Wird davon ausgegangen, dass mit „Einstellung“ bald auch der Einsatz von jeglichen Fremdarbeitnehmern gemeint ist, gleich auf welcher vertraglichen Basis, dann bedürfte dies ebenfalls der Zustimmung des Betriebsrats.

Früher war das BAG der Auffassung, dass eine Einstellung nach § 99 Abs. 1 S. 1 BetrVG zwingend ein Arbeitsverhältnis zum Betriebsinhaber voraussetze. Dies sieht das BAG mittlerweile anders. Es hat vielmehr detaillierte Kriterien aufgestellt wonach es den Tatbestand der Einstellung als gegeben ansieht. Danach ist ausschlaggebend, ob die vom Fremdarbeitnehmer zu verrichtende Tätigkeit ihrer Art nach eine weisungsgebundene Tätigkeit ist, deren Ausübung der Betriebsinhaber nach Art, Zeit und Ort bestimmen kann. Zudem muss der Fremdarbeitnehmer in den Betrieb eingegliedert sein. Liegen diese Kriterien vor, dann bejaht das BAG schon jetzt eine „Einstellung“ auch auf Grundlage eines Dienst- oder Werkvertrages. Diese Vorgänge wären dann zustimmungsbedürftig.

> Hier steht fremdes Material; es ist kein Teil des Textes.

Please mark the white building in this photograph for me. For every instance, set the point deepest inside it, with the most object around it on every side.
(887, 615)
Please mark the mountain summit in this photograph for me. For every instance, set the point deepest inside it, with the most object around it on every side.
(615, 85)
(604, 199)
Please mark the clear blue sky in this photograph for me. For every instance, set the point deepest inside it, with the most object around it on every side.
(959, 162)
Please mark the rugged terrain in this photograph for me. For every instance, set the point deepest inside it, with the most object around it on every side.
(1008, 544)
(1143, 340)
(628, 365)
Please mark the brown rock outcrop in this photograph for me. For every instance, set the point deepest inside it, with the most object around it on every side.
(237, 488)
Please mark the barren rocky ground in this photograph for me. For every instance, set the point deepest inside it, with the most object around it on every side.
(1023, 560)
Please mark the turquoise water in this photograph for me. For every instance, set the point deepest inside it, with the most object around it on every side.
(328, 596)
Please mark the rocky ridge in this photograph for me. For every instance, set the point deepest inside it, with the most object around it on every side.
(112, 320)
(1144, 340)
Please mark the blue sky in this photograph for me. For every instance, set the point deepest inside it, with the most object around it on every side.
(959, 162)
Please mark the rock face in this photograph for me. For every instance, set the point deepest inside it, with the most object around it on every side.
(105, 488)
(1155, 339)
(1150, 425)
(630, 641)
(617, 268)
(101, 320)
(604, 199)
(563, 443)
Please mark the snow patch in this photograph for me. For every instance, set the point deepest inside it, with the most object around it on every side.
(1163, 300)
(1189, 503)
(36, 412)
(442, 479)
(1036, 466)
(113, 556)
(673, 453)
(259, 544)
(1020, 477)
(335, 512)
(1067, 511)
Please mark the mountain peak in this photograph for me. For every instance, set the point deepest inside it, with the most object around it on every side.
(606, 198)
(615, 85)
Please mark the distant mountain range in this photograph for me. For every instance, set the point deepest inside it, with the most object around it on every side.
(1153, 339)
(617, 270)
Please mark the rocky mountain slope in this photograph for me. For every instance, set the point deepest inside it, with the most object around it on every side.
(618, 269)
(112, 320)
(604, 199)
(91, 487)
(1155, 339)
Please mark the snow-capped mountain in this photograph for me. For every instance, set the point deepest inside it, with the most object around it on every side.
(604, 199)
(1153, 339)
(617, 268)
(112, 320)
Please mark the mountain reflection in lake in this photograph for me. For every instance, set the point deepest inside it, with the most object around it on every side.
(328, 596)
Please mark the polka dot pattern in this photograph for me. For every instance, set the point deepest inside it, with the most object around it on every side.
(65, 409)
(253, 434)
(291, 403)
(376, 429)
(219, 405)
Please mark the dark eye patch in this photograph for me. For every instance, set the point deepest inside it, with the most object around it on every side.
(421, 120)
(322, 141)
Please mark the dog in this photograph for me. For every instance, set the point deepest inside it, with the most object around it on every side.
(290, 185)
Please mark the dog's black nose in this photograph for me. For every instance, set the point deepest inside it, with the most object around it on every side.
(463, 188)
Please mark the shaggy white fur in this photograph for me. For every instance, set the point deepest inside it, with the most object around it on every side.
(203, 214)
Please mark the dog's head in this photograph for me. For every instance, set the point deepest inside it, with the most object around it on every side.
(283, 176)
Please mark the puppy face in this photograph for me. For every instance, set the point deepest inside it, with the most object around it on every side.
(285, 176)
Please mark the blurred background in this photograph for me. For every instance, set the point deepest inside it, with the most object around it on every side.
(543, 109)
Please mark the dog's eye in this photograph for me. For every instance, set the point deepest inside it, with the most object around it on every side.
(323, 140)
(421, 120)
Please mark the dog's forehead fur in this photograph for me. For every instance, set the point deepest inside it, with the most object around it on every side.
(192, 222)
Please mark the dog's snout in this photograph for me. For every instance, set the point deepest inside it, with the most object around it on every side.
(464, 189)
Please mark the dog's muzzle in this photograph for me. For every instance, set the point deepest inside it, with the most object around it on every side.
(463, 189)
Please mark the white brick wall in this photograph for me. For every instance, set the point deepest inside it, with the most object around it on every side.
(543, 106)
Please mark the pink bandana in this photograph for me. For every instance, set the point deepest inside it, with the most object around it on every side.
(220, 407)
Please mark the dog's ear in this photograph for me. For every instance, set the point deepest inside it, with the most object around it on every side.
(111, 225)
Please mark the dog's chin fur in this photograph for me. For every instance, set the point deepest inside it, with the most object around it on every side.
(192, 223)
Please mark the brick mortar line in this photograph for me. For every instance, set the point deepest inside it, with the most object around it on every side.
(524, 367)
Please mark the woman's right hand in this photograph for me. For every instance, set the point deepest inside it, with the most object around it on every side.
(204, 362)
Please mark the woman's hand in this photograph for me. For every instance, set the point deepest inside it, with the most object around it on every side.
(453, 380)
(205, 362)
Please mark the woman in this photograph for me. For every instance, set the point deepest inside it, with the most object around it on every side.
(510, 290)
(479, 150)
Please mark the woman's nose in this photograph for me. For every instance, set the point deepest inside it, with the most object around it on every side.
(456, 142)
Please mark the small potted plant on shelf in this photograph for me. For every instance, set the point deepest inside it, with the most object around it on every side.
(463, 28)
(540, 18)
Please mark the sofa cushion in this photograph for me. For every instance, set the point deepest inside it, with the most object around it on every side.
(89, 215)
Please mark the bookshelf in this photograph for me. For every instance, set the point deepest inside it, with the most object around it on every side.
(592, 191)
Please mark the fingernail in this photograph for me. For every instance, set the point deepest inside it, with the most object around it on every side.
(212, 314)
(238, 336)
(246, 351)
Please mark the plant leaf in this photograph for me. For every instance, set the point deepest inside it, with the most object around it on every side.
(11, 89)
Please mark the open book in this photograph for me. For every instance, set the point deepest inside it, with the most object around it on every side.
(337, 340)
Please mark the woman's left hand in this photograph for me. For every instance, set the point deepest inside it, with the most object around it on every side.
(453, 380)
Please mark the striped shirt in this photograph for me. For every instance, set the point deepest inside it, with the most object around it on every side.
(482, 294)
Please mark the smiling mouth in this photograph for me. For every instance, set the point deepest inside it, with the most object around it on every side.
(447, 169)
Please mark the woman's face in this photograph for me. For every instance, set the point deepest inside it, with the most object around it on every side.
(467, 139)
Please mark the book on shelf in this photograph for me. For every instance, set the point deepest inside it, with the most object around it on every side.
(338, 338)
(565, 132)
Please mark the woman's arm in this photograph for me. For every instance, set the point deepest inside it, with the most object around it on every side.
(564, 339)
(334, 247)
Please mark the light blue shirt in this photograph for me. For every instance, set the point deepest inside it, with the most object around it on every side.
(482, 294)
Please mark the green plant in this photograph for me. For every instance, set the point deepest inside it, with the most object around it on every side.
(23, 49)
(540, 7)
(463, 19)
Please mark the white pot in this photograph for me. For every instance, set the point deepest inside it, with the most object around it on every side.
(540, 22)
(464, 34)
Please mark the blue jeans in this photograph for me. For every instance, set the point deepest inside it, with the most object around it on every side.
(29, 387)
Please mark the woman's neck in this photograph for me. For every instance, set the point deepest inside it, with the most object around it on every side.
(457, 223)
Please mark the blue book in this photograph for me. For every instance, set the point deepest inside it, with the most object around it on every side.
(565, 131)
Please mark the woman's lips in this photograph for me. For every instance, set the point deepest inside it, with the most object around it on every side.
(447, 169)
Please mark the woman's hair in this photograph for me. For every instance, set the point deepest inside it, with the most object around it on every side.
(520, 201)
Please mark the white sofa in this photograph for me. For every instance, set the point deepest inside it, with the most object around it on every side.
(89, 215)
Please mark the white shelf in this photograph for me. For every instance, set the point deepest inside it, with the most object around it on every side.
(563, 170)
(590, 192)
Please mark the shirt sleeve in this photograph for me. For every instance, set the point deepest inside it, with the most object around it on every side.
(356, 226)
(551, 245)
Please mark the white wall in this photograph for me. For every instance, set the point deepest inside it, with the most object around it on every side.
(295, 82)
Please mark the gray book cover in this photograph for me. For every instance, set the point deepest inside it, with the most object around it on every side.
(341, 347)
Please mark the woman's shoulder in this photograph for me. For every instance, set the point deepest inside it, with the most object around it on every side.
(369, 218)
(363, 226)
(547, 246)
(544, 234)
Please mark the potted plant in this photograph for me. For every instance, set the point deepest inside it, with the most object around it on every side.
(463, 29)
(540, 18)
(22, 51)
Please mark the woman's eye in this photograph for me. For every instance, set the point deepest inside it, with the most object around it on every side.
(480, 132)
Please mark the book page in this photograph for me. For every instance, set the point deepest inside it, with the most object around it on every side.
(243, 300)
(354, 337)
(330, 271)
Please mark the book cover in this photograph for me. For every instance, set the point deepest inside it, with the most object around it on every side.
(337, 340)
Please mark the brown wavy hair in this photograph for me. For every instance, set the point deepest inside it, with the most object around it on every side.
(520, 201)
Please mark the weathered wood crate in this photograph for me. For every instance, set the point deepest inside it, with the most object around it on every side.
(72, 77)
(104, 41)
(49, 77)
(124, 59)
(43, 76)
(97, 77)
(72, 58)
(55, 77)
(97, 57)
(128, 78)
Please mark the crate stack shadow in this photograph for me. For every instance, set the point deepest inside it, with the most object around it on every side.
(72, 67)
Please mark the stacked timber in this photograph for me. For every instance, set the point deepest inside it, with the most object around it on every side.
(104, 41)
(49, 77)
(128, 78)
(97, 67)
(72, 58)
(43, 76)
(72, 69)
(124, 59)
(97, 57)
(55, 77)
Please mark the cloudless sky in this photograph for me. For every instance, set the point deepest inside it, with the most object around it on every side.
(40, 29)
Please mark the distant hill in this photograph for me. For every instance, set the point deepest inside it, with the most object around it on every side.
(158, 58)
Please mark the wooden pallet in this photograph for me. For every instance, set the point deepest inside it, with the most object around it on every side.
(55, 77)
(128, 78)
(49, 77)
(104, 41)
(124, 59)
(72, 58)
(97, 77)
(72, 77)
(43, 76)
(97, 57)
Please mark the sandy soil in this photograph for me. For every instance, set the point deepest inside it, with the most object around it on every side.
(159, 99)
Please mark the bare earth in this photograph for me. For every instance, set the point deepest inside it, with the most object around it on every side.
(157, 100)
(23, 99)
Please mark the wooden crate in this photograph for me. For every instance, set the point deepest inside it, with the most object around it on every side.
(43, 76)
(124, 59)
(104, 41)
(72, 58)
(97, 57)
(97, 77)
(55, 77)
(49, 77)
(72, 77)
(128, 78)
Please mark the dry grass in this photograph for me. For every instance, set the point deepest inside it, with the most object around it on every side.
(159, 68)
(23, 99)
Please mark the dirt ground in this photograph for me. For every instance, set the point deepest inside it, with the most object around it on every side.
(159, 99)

Es bleibt abzuwarten, wie die geplante Einfügung des § 99a BetrVG verlaufen wird. Würde der Entwurf in seiner jetzigen Form als Gesetz verabschiedet, fielen sogar die bisherigen Kriterien des BAG weg. Eine bloße Tätigkeit auf dem Betriebsgelände für die Dauer eines Monats würde ausreichen. Dies würde eine Vielzahl von Fällen des Outsourcings von betrieblichen Aufgaben durch Fremdarbeitnehmer umfassen. Nach der gegenwärtigen Gesetzeslage ist jedoch in einem solchen Fall schon jetzt die Unterrichtung des Betriebsrates nötig.